Let's work out the details (now updated with answers):
- How many dump runs do we keep?
- 3 for now
- Do we need to stop keeping so many of some other type of dump?
- Not at the moment
- What credentials do we need to retrieve files from AWS?
- Fixed text strings which have been provided to us and will be stored in the private puppet repo
- We won't be rsyncing because we only want one of the many daily runs that OKAPI will have available; does this mean a custom script?
- Yes and it's done-ish
- Do we want to just proxy for the given files instead? This could incur AWS costs, and would mean being clever about only serving requests for certain runs.
- No we don't.
What about the future? There will be other datasets; what will we do about space for those?

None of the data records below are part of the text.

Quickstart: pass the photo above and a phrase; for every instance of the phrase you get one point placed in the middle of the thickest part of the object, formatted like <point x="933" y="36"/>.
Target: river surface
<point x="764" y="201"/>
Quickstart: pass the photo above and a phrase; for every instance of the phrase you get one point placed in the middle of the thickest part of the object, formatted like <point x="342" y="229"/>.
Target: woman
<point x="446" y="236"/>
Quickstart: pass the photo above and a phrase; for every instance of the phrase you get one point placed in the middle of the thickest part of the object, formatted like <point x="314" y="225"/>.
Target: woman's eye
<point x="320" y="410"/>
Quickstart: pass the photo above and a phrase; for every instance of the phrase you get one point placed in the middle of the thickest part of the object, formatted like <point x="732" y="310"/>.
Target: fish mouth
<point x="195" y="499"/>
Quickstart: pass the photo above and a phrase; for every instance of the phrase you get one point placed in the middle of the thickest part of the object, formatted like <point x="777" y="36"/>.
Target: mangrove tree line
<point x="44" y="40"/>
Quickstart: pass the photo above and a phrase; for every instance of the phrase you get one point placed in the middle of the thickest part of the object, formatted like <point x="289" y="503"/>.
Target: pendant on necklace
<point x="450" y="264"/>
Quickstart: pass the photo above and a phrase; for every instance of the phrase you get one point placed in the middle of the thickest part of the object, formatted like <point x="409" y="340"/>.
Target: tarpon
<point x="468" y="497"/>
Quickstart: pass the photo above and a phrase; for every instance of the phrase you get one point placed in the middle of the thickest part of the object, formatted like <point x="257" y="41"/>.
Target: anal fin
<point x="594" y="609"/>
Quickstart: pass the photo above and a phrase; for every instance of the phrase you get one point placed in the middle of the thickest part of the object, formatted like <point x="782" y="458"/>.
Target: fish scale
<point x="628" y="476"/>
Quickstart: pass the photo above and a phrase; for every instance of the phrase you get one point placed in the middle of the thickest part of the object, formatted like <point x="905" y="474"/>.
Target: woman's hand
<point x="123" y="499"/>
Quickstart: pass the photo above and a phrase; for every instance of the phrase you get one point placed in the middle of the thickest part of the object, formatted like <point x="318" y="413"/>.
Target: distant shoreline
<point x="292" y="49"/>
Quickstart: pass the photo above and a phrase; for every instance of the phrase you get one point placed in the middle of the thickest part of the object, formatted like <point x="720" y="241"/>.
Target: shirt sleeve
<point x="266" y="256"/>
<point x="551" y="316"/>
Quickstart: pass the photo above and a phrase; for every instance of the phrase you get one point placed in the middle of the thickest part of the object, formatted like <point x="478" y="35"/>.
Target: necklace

That will be discussed in a future task if needed.
TODOs remaining:
- Add cleanup of tmp files to downloader script
- Add puppetization of enterprise_html/run and tmp dirs to puppet so script does not need to create them
- Add downloader script to puppet
- Add Enterprise credentials to puppet
- Run downloader script via systemd timer instead of manually -- IN PROGRESS
- Run rsync from web server to nfs server (i.e. from one labstore box to the other) of Enterprise dumps, via systemd timer
- Add cleanup of older downloads so we keep only a specified number of runs
I'll add other things if they come up, hopefully they won't.